El líder del Tinkoff ha comentado el recorrido, de lo que espera y sobretodo de cómo prevé estar y se ha ido años atrás, al pasado en concreto, donde no había que ser un genio para ver que el Giro le estaba pesando incluso antes de que el Tour saliese de Utrech. En el ciclismo moderno los retos son bonitos y edificantes, pero querer ganar dos grandes el mismo año se ha comprobado tan complicado que ni siquiera el ciclista que más preparado parece para ello se lo ha vuelto a plantear.

No obstante salvando las distancias respecto al año pasado, y jugando a pitoniso, algo que nos gusta aunque no acertemos mucho, habría que irse un poco antes, a 2013 y 2014, porque el mismo ciclista ofreció rendimientos muy diferentes en un lapso de tiempo realmente pequeño.

En 2013 Contador fue una sombra, un ejemplo de quiero y no puedo. Lo intentó con todas sus fuerzas, buscó las cosquillas incluso bajando y no hubo manera, Froome le ganó por la mano tantas veces como se cruzaron. Al año siguiente, 2014, el madrileño era ese ciclista que rompía cara arriba. Aguantó a Froome desde el principio y fue el ganador moral del Dauphiné, algo que luego en el Tour no se plasmó porque acabó cayéndose.

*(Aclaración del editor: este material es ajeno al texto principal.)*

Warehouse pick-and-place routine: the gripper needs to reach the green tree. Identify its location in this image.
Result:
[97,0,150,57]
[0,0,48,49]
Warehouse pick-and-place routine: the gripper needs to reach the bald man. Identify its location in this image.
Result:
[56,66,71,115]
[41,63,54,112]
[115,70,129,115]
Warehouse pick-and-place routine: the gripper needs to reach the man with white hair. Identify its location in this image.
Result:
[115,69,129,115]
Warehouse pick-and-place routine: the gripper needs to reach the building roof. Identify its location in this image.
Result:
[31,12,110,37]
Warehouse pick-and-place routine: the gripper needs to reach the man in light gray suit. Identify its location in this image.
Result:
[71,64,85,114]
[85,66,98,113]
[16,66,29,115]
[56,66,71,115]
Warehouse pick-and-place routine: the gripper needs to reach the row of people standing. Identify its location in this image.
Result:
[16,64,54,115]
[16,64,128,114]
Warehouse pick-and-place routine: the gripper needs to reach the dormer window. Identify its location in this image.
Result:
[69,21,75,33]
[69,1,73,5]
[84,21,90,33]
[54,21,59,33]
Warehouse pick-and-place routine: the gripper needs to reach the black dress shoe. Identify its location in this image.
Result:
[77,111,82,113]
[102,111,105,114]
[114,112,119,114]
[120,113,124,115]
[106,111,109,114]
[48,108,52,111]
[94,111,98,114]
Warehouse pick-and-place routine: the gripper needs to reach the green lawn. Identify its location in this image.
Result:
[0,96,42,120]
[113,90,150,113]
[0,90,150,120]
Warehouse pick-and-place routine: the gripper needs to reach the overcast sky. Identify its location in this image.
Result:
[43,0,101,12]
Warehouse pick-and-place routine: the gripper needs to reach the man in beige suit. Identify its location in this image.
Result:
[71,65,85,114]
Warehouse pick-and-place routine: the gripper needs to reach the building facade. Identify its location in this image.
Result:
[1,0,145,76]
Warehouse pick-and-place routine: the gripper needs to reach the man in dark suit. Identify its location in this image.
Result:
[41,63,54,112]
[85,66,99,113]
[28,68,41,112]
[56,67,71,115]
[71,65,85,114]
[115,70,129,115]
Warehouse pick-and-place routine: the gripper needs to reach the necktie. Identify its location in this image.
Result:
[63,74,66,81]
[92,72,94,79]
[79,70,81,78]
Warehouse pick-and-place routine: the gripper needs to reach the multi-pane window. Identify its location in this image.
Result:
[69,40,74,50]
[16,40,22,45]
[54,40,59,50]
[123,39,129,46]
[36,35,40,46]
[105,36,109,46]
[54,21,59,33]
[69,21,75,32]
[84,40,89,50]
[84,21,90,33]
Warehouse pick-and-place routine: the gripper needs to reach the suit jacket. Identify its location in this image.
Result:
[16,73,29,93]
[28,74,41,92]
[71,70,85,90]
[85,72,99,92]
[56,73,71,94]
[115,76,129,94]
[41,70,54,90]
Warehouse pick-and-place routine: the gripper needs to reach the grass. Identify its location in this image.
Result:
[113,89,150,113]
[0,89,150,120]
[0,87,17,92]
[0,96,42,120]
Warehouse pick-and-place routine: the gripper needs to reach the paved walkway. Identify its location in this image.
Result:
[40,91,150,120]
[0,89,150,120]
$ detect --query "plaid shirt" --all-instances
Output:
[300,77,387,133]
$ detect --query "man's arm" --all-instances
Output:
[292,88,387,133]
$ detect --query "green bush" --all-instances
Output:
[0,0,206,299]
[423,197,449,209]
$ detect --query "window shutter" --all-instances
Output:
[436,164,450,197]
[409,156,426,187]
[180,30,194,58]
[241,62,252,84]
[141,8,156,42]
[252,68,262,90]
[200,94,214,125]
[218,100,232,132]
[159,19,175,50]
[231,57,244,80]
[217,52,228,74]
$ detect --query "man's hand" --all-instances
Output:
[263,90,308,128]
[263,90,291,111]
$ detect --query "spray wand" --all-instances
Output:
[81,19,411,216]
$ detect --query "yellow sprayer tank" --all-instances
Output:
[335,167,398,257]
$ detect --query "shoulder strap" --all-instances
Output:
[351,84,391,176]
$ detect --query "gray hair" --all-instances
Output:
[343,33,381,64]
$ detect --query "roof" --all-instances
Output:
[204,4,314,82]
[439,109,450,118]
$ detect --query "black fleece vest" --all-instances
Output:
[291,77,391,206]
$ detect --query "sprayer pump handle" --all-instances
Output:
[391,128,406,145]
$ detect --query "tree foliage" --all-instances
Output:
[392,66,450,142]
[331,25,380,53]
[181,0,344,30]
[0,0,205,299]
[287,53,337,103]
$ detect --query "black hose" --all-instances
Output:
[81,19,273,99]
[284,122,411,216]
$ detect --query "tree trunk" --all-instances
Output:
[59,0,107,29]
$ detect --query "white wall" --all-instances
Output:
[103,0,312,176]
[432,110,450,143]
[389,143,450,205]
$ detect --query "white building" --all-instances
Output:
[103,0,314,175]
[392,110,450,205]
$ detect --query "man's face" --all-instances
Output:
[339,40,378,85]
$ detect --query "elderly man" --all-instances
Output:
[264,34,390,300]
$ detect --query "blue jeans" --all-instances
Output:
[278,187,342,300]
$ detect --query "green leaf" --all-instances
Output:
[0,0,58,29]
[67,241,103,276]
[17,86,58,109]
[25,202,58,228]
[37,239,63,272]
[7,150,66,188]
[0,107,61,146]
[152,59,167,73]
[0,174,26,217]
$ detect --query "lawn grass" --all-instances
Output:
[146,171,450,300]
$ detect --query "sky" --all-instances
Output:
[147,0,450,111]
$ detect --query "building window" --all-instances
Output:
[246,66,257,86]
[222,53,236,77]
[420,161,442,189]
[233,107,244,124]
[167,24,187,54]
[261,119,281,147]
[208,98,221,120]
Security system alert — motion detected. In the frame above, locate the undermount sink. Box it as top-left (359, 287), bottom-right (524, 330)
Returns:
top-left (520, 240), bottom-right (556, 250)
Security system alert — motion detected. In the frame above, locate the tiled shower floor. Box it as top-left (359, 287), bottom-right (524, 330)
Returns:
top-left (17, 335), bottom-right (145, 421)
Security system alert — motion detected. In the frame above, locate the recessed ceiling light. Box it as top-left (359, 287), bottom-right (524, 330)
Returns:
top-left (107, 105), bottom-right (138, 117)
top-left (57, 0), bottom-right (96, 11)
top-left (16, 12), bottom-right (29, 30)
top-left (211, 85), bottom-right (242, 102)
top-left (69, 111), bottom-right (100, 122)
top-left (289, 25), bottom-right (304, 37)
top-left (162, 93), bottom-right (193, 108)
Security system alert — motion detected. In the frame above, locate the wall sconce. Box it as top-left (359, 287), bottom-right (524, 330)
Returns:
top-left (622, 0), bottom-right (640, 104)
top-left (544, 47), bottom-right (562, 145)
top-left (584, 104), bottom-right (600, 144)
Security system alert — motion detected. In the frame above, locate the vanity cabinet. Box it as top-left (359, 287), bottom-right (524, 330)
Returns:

En 2014, Contador ya estaba “on fire” en la Tirreno y luego sumó otra victoria en País Vasco a su bagaje. En el presente ejercicio, Contador ha vuelto a ganar en País Vasco tras dos podios en Niza y Volta que seguro no le contentaron. Ya veis, años muy diferentes ante circunstancias similares.

¿Qué Contador podemos tener en la Dauphiné?

Si bien no ha roto como hace dos años, está claro que la temporada presente le da a Contador el plus de confianza que no tenía por ejemplo hace tres años. Creo que, aunque lo niegue, estará disputando la precuela del Tour, la Dauphiné, porque lo lleva en el ADN y porque sabe que lo que pase en esta carrera es un anticipo muy nítido de lo que puede pasar en julio en Francia. Contador no se destaca como en 2014, pero puede estar cerca de conseguirlo, si algo nos ha demostrado es que no escatimará. La semana próxima promete.